Hepatic encephalopathy (HE) is a severe neurocognitive complication of cirrhosis, characterized by impaired brain function due to liver failure. A key contributing factor to HE is prolonged intestinal transit time, which can increase the production and absorption of gut-derived neurotoxins like ammonia. While glucagon-like peptide 1 receptor agonists (GLP-1 RAs) are known to prolong gastrointestinal transit, their impact on HE risk in cirrhotic patients, particularly at weight-loss-promoting doses, has been largely unexplored. This study addresses this critical knowledge gap, investigating a potential novel therapeutic avenue.

This retrospective cohort study analyzed data from n=2557 patients with cirrhosis at a single quaternary care medical center between 2017 and 2024. The primary exposure was therapeutic-dose GLP-1 RA treatment, defined as ≥1 mg/wk semaglutide or ≥7.5 mg/wk tirzepatide administered for ≥6 months. The primary outcome was the time to incident HE. Researchers conducted survival analyses with competing risks for death or liver transplantation, meticulously adjusting for sociodemographic factors and various comorbidities to ensure robust statistical validity.

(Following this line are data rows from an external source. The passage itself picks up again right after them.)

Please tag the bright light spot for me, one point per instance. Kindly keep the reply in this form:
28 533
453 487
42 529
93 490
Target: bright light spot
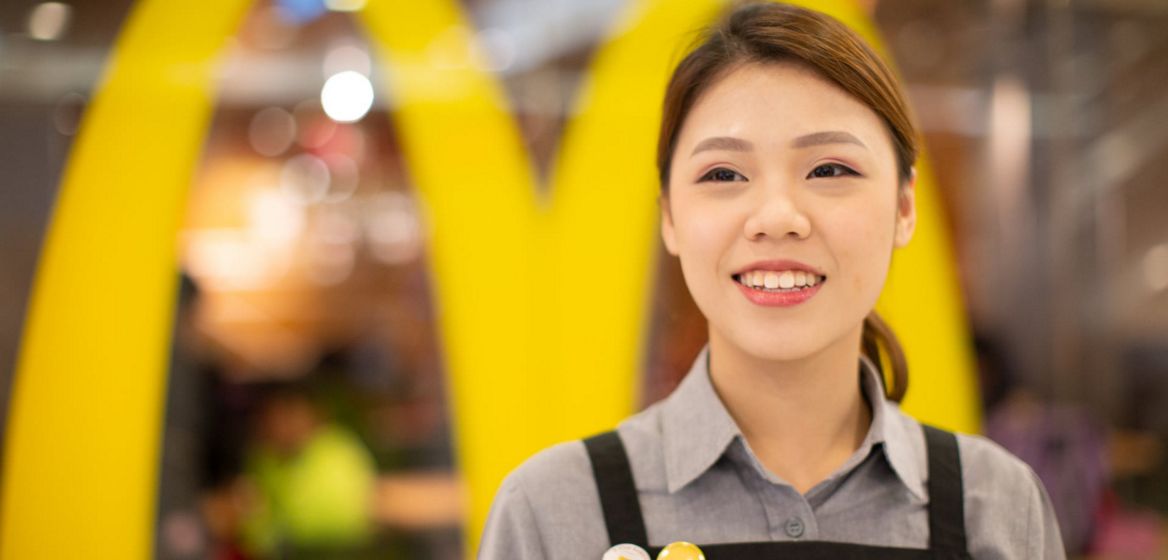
271 131
494 50
1155 268
347 57
48 21
305 178
345 5
347 96
394 228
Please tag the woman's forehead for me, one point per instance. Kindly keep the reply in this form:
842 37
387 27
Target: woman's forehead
778 102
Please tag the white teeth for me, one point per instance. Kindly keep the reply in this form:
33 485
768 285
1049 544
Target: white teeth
774 280
771 281
787 280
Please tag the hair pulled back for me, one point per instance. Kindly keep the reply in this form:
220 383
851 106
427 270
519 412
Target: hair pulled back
778 33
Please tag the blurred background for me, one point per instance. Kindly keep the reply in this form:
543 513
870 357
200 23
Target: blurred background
307 412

Among the n=2557 patients with cirrhosis, n=139 met the criteria for GLP-1 RA use. GLP-1 RA users demonstrated a significantly lower incidence of HE (3.6% vs. 18.7%, P<0.001) and reduced mortality (2.9% vs. 14.5%, P<0.001) compared to non-users. Multivariate analysis further confirmed a substantial reduction in HE risk associated with GLP-1 RA use, yielding a Hazard Ratio (HR) of 0.33 (P=0.048). A critical interaction was identified with liver cancer status: > GLP-1 RA use increased HE risk among patients with cirrhosis and liver cancer (HR 6.12, P=0.024), but dramatically reduced risk in those without liver cancer (HR 0.23, P=0.041). This suggests a nuanced effect dependent on the presence of hepatocellular carcinoma.